Raytheon Delivers 100th Standard Missile-3 Block IA to Missile Defense Agency

Raytheon Delivers 100th Standard Missile-3 Block IA to Missile Defense Agency
May 4, 2010

TUCSON, Ariz., -- In a significant production milestone, Raytheon Company (NYSE: RTN) delivered the 100th Standard Missile-3 Block IA to the Missile Defense Agency.

"SM-3 Block IA is a proven, mature system that is protecting the U.S. and its allies today, and Raytheon continues to deliver this national asset ahead of schedule and below cost," said Frank Wyatt, vice president of Raytheon's Air and Missile Defense Systems product line. "This milestone is further proof of Raytheon's commitment to delivering high-quality, affordable missile defense solutions to the MDA and warfighters around the world."

The SM-3 Block IA was initially fielded in 2006. It is the third variant of SM-3, with prior versions supporting early testing and providing initial deployed capability. In 2008, Raytheon modified an SM-3 Block IA to destroy a failed satellite in space.

"Raytheon's ability to successfully combine low-cost, high-rate missile manufacturing with spacecraft precision and quality control enables the company to provide this proven capability to the warfighter," said Wyatt. "Raytheon also has the ability to build four missiles per month and plans to support customer direction and funding for higher-rate production."

Raytheon's next generation SM-3 Block IB will incorporate a throttleable divert and attitude control system and guidance and sensor upgrades to improve performance against advanced threats while maintaining the reliability of the Block IA.

Raytheon Missile Systems is developing SM-3 as part of the MDA's sea-based Aegis Ballistic Missile Defense System.
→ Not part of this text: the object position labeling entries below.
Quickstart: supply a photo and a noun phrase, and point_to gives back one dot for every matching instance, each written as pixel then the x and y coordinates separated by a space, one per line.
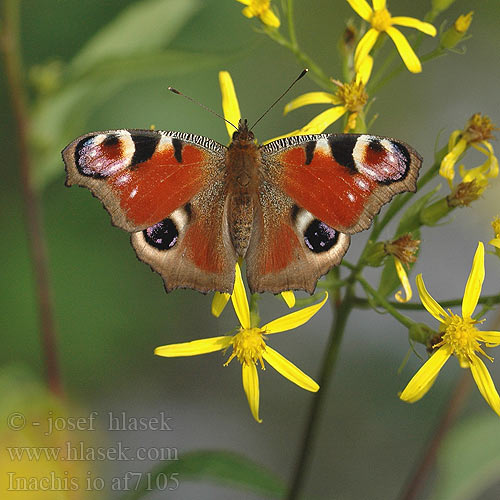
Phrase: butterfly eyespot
pixel 319 237
pixel 162 236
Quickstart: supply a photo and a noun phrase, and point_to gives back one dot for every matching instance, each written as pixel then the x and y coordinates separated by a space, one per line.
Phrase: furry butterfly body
pixel 194 206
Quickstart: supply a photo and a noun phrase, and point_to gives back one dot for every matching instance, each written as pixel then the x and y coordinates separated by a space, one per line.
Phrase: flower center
pixel 248 346
pixel 381 20
pixel 353 96
pixel 460 334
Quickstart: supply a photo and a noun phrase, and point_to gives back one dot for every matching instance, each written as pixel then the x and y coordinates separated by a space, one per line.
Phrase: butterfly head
pixel 243 134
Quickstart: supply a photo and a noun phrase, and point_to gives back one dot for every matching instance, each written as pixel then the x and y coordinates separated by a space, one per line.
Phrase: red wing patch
pixel 142 176
pixel 344 179
pixel 330 191
pixel 152 190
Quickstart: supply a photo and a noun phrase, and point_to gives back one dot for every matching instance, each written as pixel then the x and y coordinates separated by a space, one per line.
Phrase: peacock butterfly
pixel 194 206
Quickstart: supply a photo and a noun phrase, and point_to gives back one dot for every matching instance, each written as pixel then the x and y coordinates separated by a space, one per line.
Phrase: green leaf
pixel 469 459
pixel 60 118
pixel 145 26
pixel 221 467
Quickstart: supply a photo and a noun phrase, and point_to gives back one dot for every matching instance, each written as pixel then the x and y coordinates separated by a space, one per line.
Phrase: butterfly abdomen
pixel 242 160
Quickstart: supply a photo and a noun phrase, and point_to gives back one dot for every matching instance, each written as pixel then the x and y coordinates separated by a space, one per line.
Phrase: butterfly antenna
pixel 304 72
pixel 175 91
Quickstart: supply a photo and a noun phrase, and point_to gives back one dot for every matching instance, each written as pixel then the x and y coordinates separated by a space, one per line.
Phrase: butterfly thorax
pixel 242 161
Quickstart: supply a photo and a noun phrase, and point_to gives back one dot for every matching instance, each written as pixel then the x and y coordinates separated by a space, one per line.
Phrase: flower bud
pixel 452 36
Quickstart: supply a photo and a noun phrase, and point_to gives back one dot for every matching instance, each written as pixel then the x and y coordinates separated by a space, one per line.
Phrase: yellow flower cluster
pixel 460 337
pixel 249 346
pixel 477 133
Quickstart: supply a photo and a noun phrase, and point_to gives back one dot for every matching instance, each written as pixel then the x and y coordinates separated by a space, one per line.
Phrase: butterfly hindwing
pixel 167 188
pixel 290 249
pixel 315 191
pixel 194 206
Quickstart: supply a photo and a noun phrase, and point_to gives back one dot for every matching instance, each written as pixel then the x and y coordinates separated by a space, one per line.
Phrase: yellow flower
pixel 382 21
pixel 262 10
pixel 403 249
pixel 477 133
pixel 249 346
pixel 455 34
pixel 349 98
pixel 460 337
pixel 496 229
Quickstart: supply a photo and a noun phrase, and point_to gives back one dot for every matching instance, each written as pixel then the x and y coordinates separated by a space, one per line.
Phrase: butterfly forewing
pixel 194 206
pixel 167 188
pixel 342 179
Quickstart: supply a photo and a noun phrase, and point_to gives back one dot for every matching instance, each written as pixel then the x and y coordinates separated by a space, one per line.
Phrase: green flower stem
pixel 254 310
pixel 342 311
pixel 404 320
pixel 402 200
pixel 489 300
pixel 449 414
pixel 9 46
pixel 291 24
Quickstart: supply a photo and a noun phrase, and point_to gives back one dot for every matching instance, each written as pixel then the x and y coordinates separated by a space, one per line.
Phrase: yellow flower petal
pixel 447 167
pixel 405 51
pixel 428 302
pixel 490 167
pixel 365 70
pixel 293 320
pixel 364 46
pixel 289 298
pixel 495 242
pixel 310 98
pixel 485 383
pixel 405 282
pixel 289 370
pixel 248 12
pixel 319 123
pixel 411 22
pixel 474 283
pixel 239 298
pixel 362 8
pixel 425 377
pixel 492 338
pixel 251 387
pixel 195 347
pixel 230 105
pixel 219 303
pixel 269 18
pixel 379 4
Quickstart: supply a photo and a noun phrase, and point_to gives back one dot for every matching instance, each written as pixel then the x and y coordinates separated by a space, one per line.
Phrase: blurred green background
pixel 111 310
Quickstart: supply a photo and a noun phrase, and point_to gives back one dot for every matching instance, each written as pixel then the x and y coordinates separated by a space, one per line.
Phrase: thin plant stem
pixel 404 320
pixel 10 47
pixel 490 300
pixel 416 480
pixel 291 24
pixel 342 311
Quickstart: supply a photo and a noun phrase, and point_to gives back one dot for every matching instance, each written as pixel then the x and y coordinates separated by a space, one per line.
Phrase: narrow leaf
pixel 220 467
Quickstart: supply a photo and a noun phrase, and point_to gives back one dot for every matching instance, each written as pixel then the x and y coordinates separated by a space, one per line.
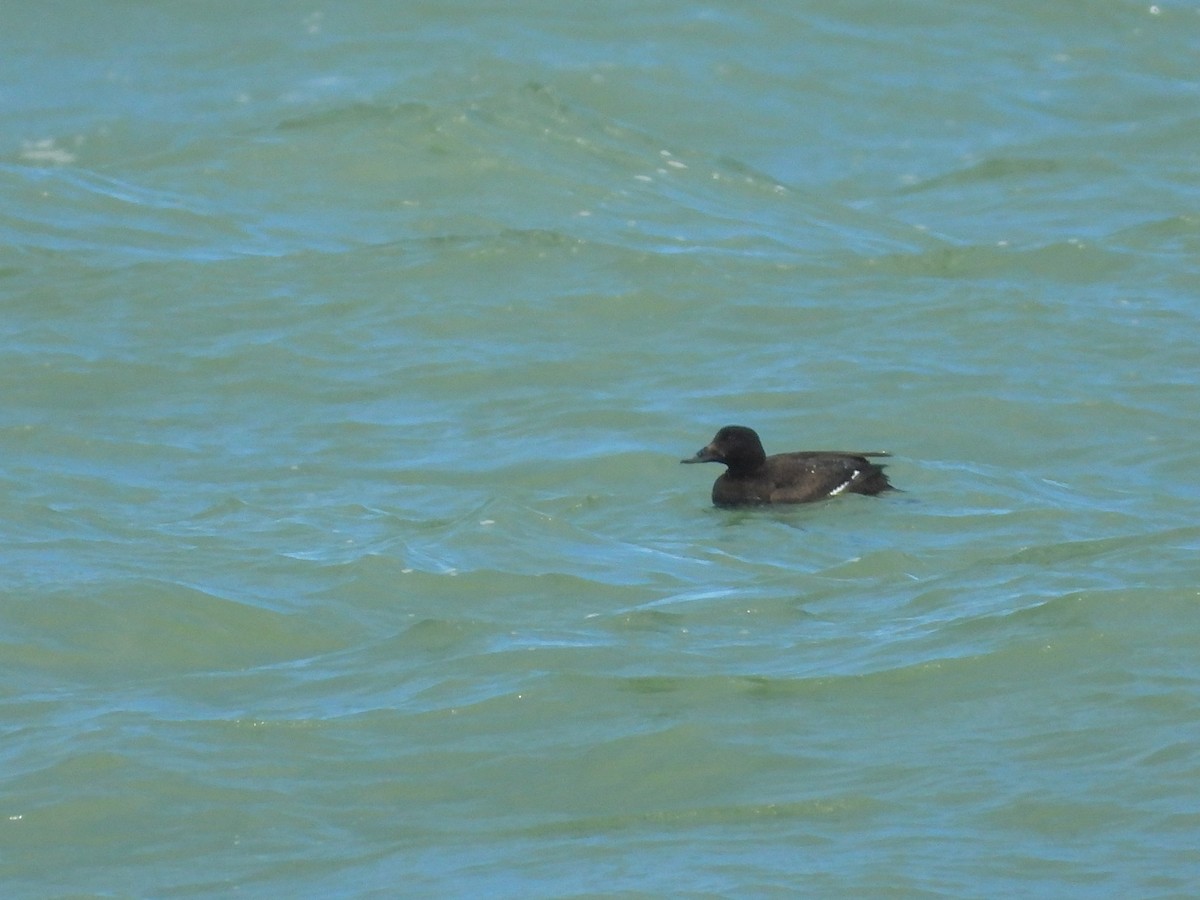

The missiles are deployed on U.S. Aegis cruisers and destroyers and Japanese destroyers to defend against short- to intermediate-range ballistic missile threats in the ascent and midcourse phases of flight. Raytheon leads the integrated team effort, which includes Alliant Techsystems, Aerojet and The Boeing Company.

The kinetic warhead seeker and final integration occur in Raytheon's state-of-the-art kill vehicle space manufacturing facility in Tucson, Ariz., alongside the Exoatmospheric Kill Vehicle, an element of the Ground-based Midcourse Defense system. Final assembly and testing of SM-3 occurs at Raytheon's Camden, Ark., facility.